On se déchausse en entrant. Sur le mur de la cuisine s’étale la « Déclaration des Droits des personnes sans abri » et une immense carte du monde, derrière une grande table où s’accumulent des victuailles. Une pile de galettes des rois est prête a être tirée. Dans un coin, deux jeunes hommes disputent une partie d’échecs.

« Nous tenons à ce que cette structure reste familiale, précise Philippe. Même s’il nous arrive d’accueillir d’autres personnes en cas d’urgence. » La nuit précédente, un petit groupe ayant fait naufrage lors d’une tentative de traversée en bateau y a trouvé refuge.

« Tout se passe très bien et nous n’avons pas de problème avec le voisinage. Cela démontre que dans des villes comme Calais, des solutions sont envisageables sans bouleverser le paysage. Ce n’est pas avec ce type de petite structure qu’on va créer un appel d’air, et le nombre de gens hébergés ici est suffisamment réduit pour ne pas laisser de place aux passeurs. Il pourrait y avoir plusieurs lieux sur ce modèle. »

Les locaux sont ouverts en priorité aux mineurs isolés, ceux dont la minorité n’a pas été reconnue, et les personnes sortant de l’hôpital. On y croise aussi parfois des familles. Si le répit qu’ils offrent est précieux, il reste néanmoins fragile : la semaine dernière, une commission de sécurité mandatée par la mairie a exprimé son désir d’inspecter les lieux. Une préoccupation sécuritaire qui laisse songeur quand on sait que la seule alternative laissée aux exilés abrités là est de dormir à la rue, en plein milieu de l’hiver.

Mise en sécurité

Assis sur un lit de camp, un petit groupe de mineurs soudanais rient, penchés autour de l’écran d’un téléphone portable. M. a 16 ans, cela fait trois semaines qu’il habite ici. Avant cela, il a passé deux mois et demi sous le pont de la gare.

« Dehors il faisait très froid, dit-il. Je n’avais qu’un duvet pour me tenir chaud, et quelques morceaux de carton en guise de matelas. Comme nous essayons de traverser vers l’Angleterre la nuit, on rentre parfois à 1, 2 voire 3 heure du matin. La police elle vient nous réveiller vers 5 ou 6 heure et nous devons ramasser nos affaires et bouger nos tentes si nous le pouvons, cela ne laisse pas beaucoup de temps pour dormir. Ici je peux reprendre des forces. »

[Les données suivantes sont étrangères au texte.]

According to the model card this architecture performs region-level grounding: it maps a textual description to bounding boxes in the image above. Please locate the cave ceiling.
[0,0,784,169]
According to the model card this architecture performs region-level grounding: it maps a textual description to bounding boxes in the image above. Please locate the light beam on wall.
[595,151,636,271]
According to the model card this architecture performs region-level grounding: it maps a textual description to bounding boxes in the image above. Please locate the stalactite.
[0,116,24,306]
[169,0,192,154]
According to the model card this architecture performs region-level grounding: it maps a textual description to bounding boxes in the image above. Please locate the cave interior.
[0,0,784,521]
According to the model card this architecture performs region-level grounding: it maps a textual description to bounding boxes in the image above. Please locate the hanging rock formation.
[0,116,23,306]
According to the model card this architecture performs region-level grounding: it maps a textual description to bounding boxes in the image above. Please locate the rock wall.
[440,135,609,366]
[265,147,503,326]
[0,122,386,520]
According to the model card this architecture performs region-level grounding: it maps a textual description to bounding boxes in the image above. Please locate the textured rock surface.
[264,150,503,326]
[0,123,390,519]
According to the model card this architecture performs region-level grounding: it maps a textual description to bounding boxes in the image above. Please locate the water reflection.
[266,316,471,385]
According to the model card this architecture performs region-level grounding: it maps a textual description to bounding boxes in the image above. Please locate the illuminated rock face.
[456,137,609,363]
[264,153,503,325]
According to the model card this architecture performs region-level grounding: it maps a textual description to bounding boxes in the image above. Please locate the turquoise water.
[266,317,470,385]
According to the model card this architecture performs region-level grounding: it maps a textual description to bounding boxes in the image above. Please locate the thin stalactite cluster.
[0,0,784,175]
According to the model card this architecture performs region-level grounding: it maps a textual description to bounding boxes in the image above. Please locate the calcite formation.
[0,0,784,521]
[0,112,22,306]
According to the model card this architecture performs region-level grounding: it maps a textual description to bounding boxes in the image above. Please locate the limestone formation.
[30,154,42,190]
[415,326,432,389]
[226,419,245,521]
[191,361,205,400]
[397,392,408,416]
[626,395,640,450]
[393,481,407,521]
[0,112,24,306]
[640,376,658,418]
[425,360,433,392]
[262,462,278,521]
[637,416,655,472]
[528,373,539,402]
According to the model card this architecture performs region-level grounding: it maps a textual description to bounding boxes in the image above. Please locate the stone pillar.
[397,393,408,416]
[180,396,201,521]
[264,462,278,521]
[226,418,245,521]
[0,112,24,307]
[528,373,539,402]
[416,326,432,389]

À quelques kilomètres de là, dans une rue tranquille, la maison Maria Skobtsova accueille elle des femmes et des familles. « Elle a été fondée en 2016 par le frère Johannes, sur le modèle des maison d’hospitalité du mouvement Catholic Worker à New York » explique Joëlle, qui y est bénévole depuis plusieurs années.

Sur le mur du salon, le Notre Père a été traduit en arabe et en anglais, au milieu des dessins d’enfants. Ici aussi, on met en avant la convivialité. « Cette maison, c’est leur maison, souligne Joëlle. Il y a des bénévoles qui passent, donnent parfois des cours de langues. Le soir, on mange ensemble. »

« On se sent en sécurité, indique une jeune femme. En tant que femme, dormir dans la jungle, c’est parfois compliqué. » « C’est bien mieux que d’être à la rue, renchérit un futur père de famille dont l’épouse enceinte est pratiquement à terme. « Ce serait extrêmement difficile pour elle de dormir dehors en ce moment. »  

Si le plan Grand Froid a été déclenché en début de semaine, il n’est pas prévu pour le moment qu’il soit étendu après lundi prochain. Malgré les 300 lits disponibles – uniquement la nuit – dans le cadre de ce dispositif, de nombreux exilés, dont des mineurs, dorment toujours dehors. Pendant ce temps, les expulsions continuent : les tentes, constituant pourtant un bien maigre rempart contre le froid et les intempéries, y sont confisquées et parfois détruites.